While freight rates are expected to return to the pre-pandemic level in 2023, limited active supply growth driven by regulations (demolitions and speed) will likely help the market to recover from 2024 onwards, according to S&P Global Market Intelligence.

S&P said newbuilding contracts in 2021 reached the highest since 2015 mainly with container vessels but remained lower than the shipbuilding boom period during the 2000s.

It noted that fresh contracts were limited in 2022 due to high prices and limited yard capacity in top-tier yards while many owners took the options of existing contracts for much lower contract prices.

"The container sector is expected to face pressure from the supply side due to heavy investment in new buildings, while fresh new contracts are limited in other sectors, including the dry bulker and tanker," S&P said, adding that gas has been a preferred choice for the alternative fuel but methanol (green fuel) started to gain attraction recently, mostly from the container sector.

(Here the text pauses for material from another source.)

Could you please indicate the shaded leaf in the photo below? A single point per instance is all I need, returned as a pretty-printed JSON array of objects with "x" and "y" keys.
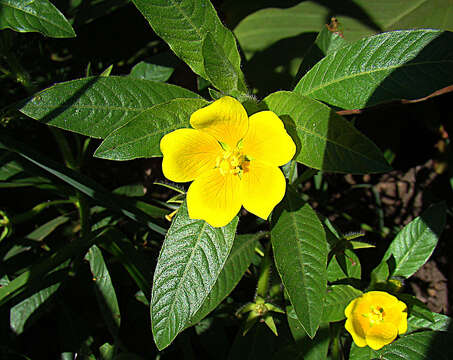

Nonetheless, in its statement, S&P said the Efficiency Existing Ship Index (EEXI) is a design requirement for existing ships. Many vessels will go for Engine Power Limitation (EPL), and maximum operating speed are expected to be reduced.

The Carbon Intensity Indicator (CII) regulation, which will be assessed yearly with stricter emission limits, will also start to reduce sailing speed from 2024 and the impact may become significant in scrap activities from 2025 onwards with a favourable age profile.

The CII rating issue would incentivize higher demurrage to reduce idling time and prevent further upside risk in congestion in coming years.

While a significant drop in freight rates with high bunker prices has already reduced sailing speed, EEXI-EPL will prevent potential speed recovery, S&P added.

"Freight rates may return to the pre-pandemic level in 2023 with the absence of congestion and weaker economic condition. However, limited active supply growth driven by regulations, which will lead to vessel demolitions and speed reduction, may help the market to recover in 2024 onwards," said Daejin Lee, a lead shipping analyst at S&P Global Market Intelligence.

"Since 95% of vessels in service are still using conventional fossil fuel, with IMO's CII regulation, many vessels will end up scrapped earlier than the normal historical lifespan of vessels, which will support the freight market in the medium and long term," Lee added.